Colonel John T. Groves, RN
Colonel (ret) John T. Groves Jr. currently serves as the Director for Disaster Nursing at Beth Israel Deaconess Medical Center and an adjunct faculty at the Harvard school of Emergency Medicine. His previous assignments include Chief Nursing Officer at Madigan Army Medical Center Deputy Commander for Nursing, US Army Medical Department Activity (MEDDAC), Fort Drum, and Assistant Deputy Commander of Nursing, Fort Riley, and Operations Officer, Fort Carson. In 2001, Colonel Groves was hand selected to implement the congressionally mandated Army Trauma Training Center program at the University of Miami as the Director of Trauma. He was also assigned as the Chief, Department of Nursing, Special Operations Medical Sergeants Course, Fort Sam Houston.
Colonel Groves’ awards include the Legion of Merit Medal, Bronze Star Medal, Meritorious Service Medal, Army Commendation Medal, and Army Achievement Medal. He is a member of the Military Order of Medical Merit and has earned the Army Parachutist Badge.

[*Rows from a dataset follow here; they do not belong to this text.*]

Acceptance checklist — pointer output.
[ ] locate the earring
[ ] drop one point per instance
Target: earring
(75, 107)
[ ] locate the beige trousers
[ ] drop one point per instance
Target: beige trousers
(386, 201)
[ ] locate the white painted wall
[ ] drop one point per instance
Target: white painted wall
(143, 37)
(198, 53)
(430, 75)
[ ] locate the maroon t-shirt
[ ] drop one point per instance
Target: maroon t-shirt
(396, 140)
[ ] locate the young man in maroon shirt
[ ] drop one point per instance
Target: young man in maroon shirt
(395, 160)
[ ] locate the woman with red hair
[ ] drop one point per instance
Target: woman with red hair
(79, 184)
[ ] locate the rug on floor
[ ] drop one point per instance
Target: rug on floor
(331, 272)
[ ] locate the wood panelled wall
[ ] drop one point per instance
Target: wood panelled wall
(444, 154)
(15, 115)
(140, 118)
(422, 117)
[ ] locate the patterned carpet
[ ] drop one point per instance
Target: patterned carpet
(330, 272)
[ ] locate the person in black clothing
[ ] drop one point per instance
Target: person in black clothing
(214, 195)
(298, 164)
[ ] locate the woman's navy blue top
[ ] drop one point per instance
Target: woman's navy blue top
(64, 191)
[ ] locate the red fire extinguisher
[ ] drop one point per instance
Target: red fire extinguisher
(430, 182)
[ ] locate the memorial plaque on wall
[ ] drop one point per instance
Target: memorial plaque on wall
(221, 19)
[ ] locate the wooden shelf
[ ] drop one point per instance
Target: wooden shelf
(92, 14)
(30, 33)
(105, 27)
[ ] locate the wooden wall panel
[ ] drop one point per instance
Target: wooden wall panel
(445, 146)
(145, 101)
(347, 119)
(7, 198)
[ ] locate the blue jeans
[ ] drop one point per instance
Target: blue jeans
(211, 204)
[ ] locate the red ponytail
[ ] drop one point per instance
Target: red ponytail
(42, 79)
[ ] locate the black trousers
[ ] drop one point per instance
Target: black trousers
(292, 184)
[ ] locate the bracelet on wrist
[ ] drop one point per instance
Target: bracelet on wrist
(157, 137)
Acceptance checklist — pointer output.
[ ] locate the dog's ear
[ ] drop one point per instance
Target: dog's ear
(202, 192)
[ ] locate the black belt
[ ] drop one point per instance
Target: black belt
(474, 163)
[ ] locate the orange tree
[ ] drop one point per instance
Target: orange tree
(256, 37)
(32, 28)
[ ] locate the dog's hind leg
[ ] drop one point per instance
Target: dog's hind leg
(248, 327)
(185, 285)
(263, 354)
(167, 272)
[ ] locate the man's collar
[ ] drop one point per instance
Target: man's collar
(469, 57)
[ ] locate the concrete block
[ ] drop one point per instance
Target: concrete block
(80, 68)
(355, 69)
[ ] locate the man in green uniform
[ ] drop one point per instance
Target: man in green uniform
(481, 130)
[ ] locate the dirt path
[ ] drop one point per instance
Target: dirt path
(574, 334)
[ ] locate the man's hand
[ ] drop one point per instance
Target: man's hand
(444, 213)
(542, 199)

Colonel Groves deployed with the 10th Combat Support Hospital in 2006 during one of the worst years of our war on terrorism; his young team was highlighted in several national publications and a documentary produced by CNN. One of his signature contributions to the AMEDD’s effort to improve survival rates on the battlefield came as the author of the first-ever resuscitation record for pre-hospital treatment, which was implemented for use in both theaters of operation.
Bruce Johnson, Ph.D.
Bruce D. Johnson, Ph.D. is a professor of medicine and physiology and a consultant in the Department of Cardiovascular Medicine. He has joint appointments in the Division of Preventive, Occupational and Aerospace Medicine and in the Department of Physiology and Biomedical Engineering. He is the director of the Mayo Clinical Research Unit's Energy Balance Core Laboratory and directs his own research laboratory in human integrative and environmental physiology. He has developed many novel laboratory techniques, including non-invasive open circuit measures for cardiac output, quantification of pulmonary capillary blood volume, alveolar capillary conductance and assessment of airway blood flow.
The majority of his research has focused on factors limiting human performance in various clinical syndromes, in athletes and under extreme environmental conditions. He has led field studies in Antarctica, funded through the National Science Foundation, and on Mount Aconcagua in Argentina, Mount Everest and Mount Kilimanjaro and studied unique populations such as breath-hold divers in Croatia and F-22 pilots from the U.S. Air Force.
His clinical research has identified novel methods for detection and tracking of chronic disease as well as environmental factors that may be involved in disease risk. His laboratory works closely with consumer and medical device companies that track health status through wearable or passive sensing as well as with early-phase supplement and pharmaceutical company products. His work has been funded by the NIH, DOD, NSF, state of Minnesota and industry.